Subversion and online code libraries!

David Bovill david at openpartnership.net
Wed Aug 16 06:05:55 EDT 2006


OK - good points all round!

Here are my use cases:

   1. Incremental backup of all code - aka Apples Leopard's Time Machine
   2. Shared code libraries - text only versioned and integrated into
   editing environment
   3. Shared "MVC controllers" - same as above
   4. Perhaps also a shared scrap book - documentation, code snippets,
   html and so forth.

I agree with Richards pros and cons with regard Rev development - we agreed
to disagree on this back when I wanted to host the MC IDE project on
sourceforge.
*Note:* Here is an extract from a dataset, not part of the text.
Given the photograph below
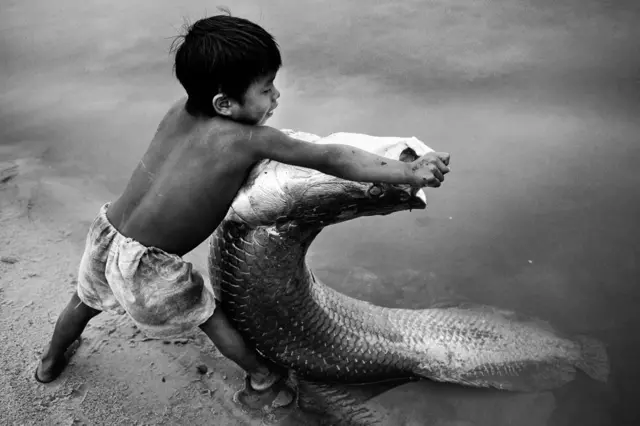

For development projects careful chinking of code into stacks
with responsible developers is all that is needed.

It is precisely Revs strengths at RAD development that make code versioning
unecessary, and of little interest to companies focussed on RAD development
of projects. However, IMO it is precisely this advantage which leads to the
fact that there are very few high quality shared code libraries for Rev. At
least it is one of the contributing factors.

This is not a concern to an individual developer - it is quicker to roll
your own in the short term - but is SHOULD be a concern to RunRev and the
community, because over time our code base is inevitably out-competed by
open source projects with large robust well tested freely available
libraries.

IMO code versioning is not the answer it is a factor towards a solution
which can combine the best of both worlds.

To go back to the use-cases:

Incremental backup of all code - I've been using autobackup in Constellation
for a while - but it backs up the whole stack in a seperate file every few
minutes! multiply that by 50 or so stacks each with 10 or so versions and
well... a lot of storage.

How about the "binary problem"? As most of the work involved in the early
stages is code, this can be automatically saves as a text file with
hyperlinked documentation. as it is good practice to pull in images and
templates as external files in any case (at least for development) - these
can be versioned as well (not done yet).

What do you get? Well the ability to go back to any stage of your project -
you know the time when things were actually working before all those clever
changes in 15 different stacks really screwed things up :)

Shared "Code libraries" and "MVC controllers": both again text files only.
The imporatnt part is shared and shared over time - which means a few
developers working on them, and that these developers are likely to drop in
and drop out over time - this sort of thing is what cvs / svn is good at
manageing - organised chaos.

The shared scrap book is probably best doen with a simple wiki.